Sabri Essid, thought to have been killed in 2018, was found guilty in absentia by a Paris court of crimes against humanity and complicity in the crimes, committed between 2014 and 2016 when the militants occupied parts of northern Syria and Iraq.
“Sabri Essid took part in the genocide perpetrated by Daesh,” presiding judge Marc Sommerer told the court.
“Essid became part of the criminal network repeatedly buying and reselling a very large number of Yazidi victims,” he said, adding that the group had “specifically targeted” the Yazidi minority for its religious beliefs.
The Daesh group regarded the Kurdish-speaking Yazidis, who follow a pre-Islamic faith, as heretics.
This was the first case in France but courts in Belgium, Germany and Sweden have, since 2021, convicted several other members of Daesh of persecuting the Yazidis.
Essid, who was born in France in 1984 and joined Daesh in Syria in 2014, is presumed to have been killed in 2018 but without proof of his death he was tried and convicted in absentia.
The court ruled an arrest warrant issued for Essid should be maintained in case he reappeared.
- ‘Policy of extermination’ -

The court heard that he bought several Yazidi women at markets and then repeatedly raped them and deprived them of water and food.
In an Daesh propaganda video released in 2015, Essid is seen pushing his 12-year-old stepson — who had joined him in Syria with other family members — to shoot a Palestinian hostage in the head.
Daesh seized large swathes of northern Syria and neighboring Iraq in 2014, declaring a so-called caliphate there.
In August of that year, they murdered thousands of Yazidi men in Iraq’s Sinjar province and took into Syria thousands of women and girls to sell them in markets as sex slaves.
UN investigators found that the actions amounted to genocide.
During Essid’s five-day trial, two Yazidi women who were sold by Daesh as sex slaves told the Paris court of the horrors they endured under militant captivity in Syria.
One said she was raped almost daily by her first two owners — a married Arab man and then Essid. She was resold to six other men before escaping with her daughter and walking through the night to reach a post manned by Kurdish forces.
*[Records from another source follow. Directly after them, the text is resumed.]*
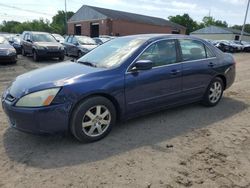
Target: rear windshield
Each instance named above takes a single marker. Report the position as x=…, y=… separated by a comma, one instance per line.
x=3, y=40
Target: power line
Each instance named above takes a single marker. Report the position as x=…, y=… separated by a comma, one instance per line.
x=26, y=10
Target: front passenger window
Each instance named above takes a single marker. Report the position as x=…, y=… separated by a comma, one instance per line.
x=161, y=53
x=192, y=50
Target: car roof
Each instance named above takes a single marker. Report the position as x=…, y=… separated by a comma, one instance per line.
x=163, y=36
x=35, y=32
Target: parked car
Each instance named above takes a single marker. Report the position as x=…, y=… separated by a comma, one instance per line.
x=239, y=47
x=59, y=38
x=246, y=45
x=16, y=43
x=98, y=41
x=226, y=46
x=124, y=78
x=41, y=44
x=7, y=52
x=78, y=46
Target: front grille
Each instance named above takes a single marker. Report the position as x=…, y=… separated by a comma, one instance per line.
x=10, y=98
x=52, y=47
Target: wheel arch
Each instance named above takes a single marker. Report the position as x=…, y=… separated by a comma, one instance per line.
x=105, y=95
x=223, y=78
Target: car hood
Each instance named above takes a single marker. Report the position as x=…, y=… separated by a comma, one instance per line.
x=5, y=46
x=89, y=47
x=48, y=44
x=56, y=75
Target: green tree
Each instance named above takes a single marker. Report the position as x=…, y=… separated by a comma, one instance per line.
x=239, y=27
x=58, y=22
x=186, y=21
x=209, y=20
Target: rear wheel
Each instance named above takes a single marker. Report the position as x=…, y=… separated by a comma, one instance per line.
x=23, y=52
x=35, y=56
x=80, y=54
x=214, y=92
x=61, y=58
x=93, y=119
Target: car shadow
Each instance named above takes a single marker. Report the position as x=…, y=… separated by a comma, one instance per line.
x=58, y=151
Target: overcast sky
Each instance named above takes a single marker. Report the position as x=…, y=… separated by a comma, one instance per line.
x=232, y=11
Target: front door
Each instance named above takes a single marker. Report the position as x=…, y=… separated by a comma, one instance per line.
x=197, y=69
x=160, y=86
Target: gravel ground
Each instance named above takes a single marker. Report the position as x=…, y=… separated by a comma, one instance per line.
x=189, y=146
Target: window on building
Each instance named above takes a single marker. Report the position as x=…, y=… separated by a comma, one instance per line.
x=192, y=50
x=161, y=53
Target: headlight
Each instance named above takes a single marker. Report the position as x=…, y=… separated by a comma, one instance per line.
x=41, y=48
x=11, y=50
x=38, y=99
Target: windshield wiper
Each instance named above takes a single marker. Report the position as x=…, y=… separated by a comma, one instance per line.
x=87, y=63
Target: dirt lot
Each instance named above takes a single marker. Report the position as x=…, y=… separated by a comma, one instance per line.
x=189, y=146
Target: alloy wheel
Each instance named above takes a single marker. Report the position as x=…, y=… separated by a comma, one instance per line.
x=215, y=92
x=96, y=121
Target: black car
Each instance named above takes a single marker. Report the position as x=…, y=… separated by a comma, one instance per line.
x=7, y=52
x=41, y=44
x=78, y=46
x=15, y=41
x=226, y=46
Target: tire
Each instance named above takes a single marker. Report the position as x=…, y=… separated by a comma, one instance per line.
x=35, y=56
x=80, y=54
x=61, y=58
x=23, y=52
x=214, y=92
x=87, y=114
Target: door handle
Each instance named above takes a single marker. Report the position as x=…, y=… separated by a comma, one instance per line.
x=175, y=72
x=211, y=64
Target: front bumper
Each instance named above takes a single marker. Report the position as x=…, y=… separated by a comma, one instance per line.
x=50, y=53
x=42, y=120
x=8, y=58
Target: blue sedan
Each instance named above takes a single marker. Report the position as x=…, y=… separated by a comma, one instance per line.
x=121, y=79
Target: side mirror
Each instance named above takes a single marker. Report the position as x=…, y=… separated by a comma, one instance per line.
x=143, y=65
x=28, y=40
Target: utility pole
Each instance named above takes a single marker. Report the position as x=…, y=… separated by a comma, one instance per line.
x=66, y=19
x=243, y=28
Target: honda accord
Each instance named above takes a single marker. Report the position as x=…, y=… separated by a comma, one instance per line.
x=121, y=79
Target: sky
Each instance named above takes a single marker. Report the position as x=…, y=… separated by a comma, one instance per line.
x=231, y=11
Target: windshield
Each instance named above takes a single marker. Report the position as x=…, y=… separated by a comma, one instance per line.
x=85, y=40
x=113, y=53
x=3, y=40
x=58, y=37
x=43, y=38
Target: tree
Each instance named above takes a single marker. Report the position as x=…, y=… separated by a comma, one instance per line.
x=239, y=27
x=58, y=22
x=209, y=20
x=186, y=21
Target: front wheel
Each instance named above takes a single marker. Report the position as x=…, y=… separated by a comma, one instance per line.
x=23, y=52
x=93, y=119
x=214, y=92
x=35, y=56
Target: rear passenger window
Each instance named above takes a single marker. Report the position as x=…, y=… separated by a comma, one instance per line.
x=161, y=53
x=209, y=53
x=192, y=50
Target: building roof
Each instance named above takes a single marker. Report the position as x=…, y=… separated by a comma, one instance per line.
x=96, y=13
x=218, y=30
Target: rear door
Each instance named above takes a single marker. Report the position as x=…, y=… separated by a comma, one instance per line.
x=29, y=43
x=197, y=67
x=160, y=86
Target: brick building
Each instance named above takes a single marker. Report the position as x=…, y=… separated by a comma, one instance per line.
x=94, y=21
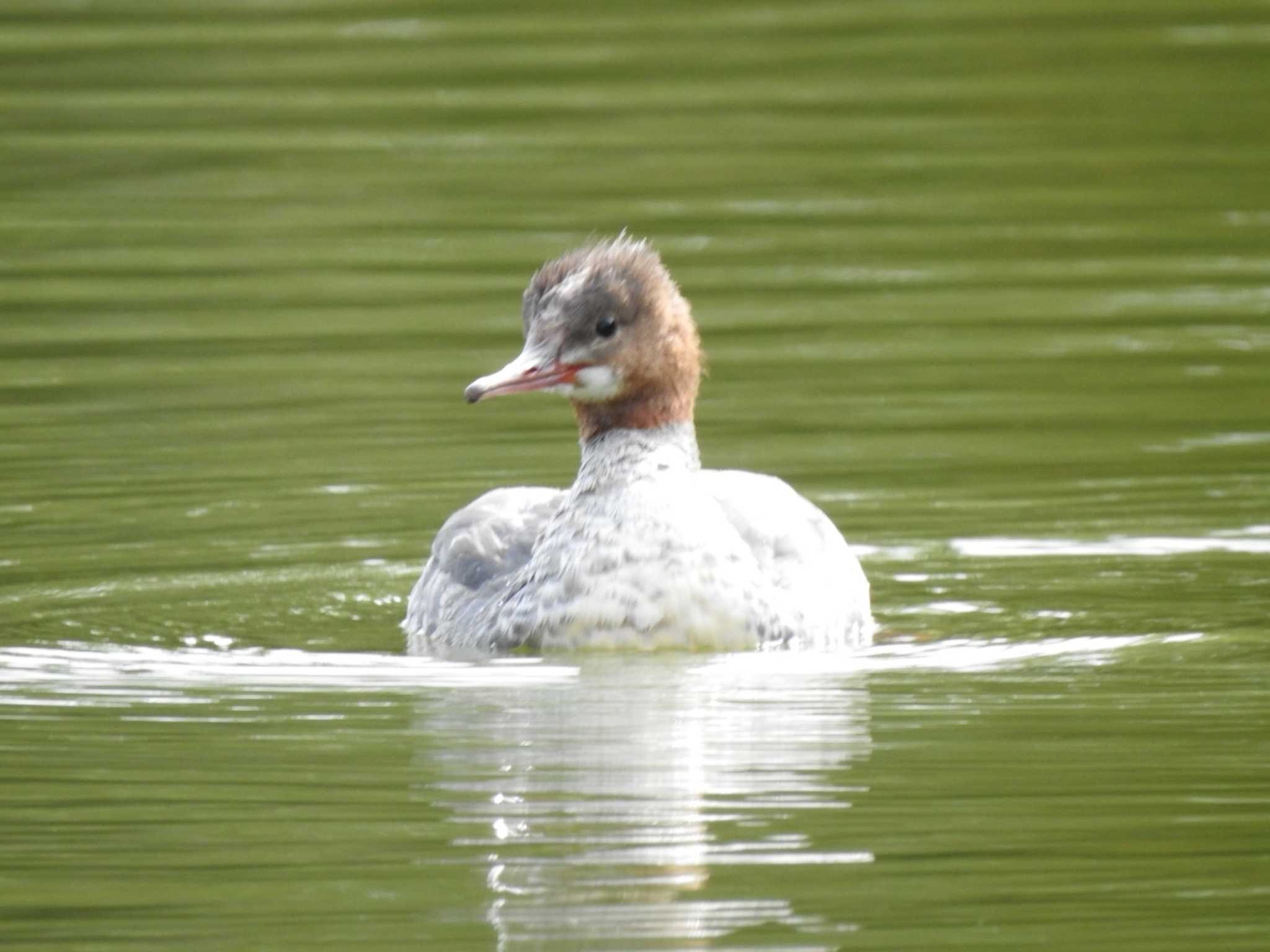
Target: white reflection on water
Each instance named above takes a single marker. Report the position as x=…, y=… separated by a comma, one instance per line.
x=111, y=668
x=602, y=806
x=603, y=800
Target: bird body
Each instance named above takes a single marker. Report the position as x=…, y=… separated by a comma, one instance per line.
x=646, y=550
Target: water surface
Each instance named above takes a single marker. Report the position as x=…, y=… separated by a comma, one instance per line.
x=988, y=284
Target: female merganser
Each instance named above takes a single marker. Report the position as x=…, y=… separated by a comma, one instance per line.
x=647, y=549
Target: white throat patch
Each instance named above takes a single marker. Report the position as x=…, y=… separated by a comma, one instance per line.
x=596, y=384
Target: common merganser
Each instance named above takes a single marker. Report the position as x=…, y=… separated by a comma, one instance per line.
x=646, y=550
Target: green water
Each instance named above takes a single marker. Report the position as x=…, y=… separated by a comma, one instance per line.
x=988, y=282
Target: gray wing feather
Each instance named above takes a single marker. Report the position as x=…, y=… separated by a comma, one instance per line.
x=474, y=559
x=799, y=549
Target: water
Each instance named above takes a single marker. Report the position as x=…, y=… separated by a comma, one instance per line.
x=990, y=286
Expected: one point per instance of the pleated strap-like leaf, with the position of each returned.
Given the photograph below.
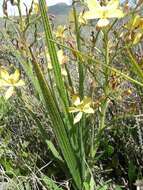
(58, 127)
(53, 52)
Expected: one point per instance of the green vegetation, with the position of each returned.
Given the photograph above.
(71, 97)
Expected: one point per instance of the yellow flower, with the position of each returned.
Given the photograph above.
(81, 107)
(60, 32)
(63, 59)
(104, 12)
(135, 27)
(10, 81)
(36, 8)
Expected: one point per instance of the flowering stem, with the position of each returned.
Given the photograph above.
(80, 65)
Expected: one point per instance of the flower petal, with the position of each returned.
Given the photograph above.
(4, 83)
(78, 117)
(102, 23)
(89, 110)
(15, 76)
(73, 110)
(20, 83)
(76, 100)
(9, 93)
(4, 74)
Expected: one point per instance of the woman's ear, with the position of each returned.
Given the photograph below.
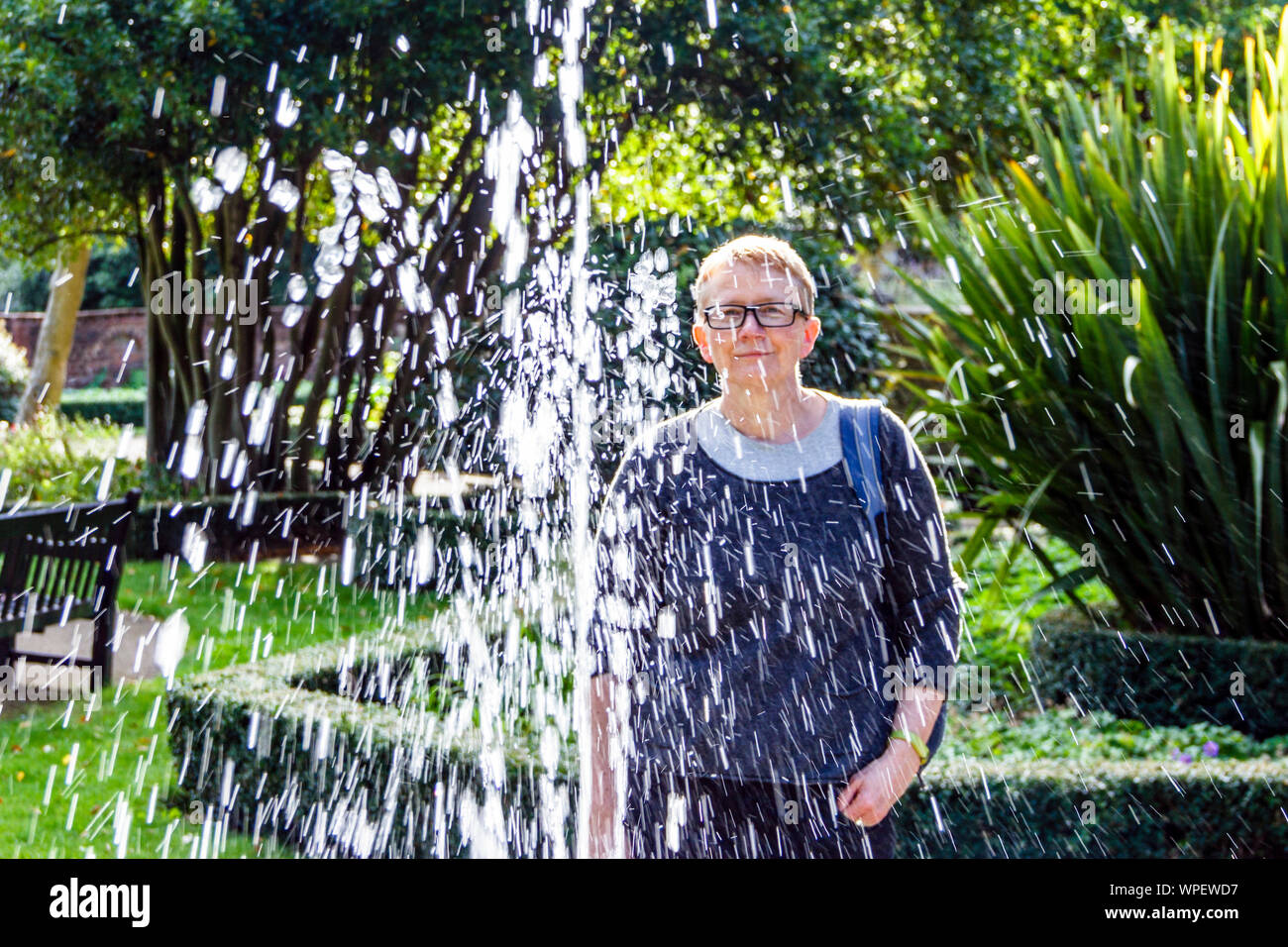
(812, 326)
(699, 339)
In her closing speech before the verdict, prosecutor Sophie Havard told the court: “Sexual violence constituted a major step in the (Daesh) policy of destroying the Yazidis.”
In 2021, a German court issued the first ruling worldwide to recognize crimes against the Yazidi community as genocide.
It sentenced an Iraqi man to life in jail on charges that he chained a five-year-old Yazidi girl outdoors in heat of up to 50C as punishment for wetting her mattress, leading her to die of thirst.
US-backed forces eventually defeated the Daesh proto-state in 2019, though isolated cells still operate in the Syrian desert.
Havard said it was essential to establish the truth for the victims, for humanity “and for history.”
“Murder was not the main method in this genocide,” she said. There were several intertwined crimes, including “the policy of extermination and the policy of enslavement, which ultimately also leads to death,” she added.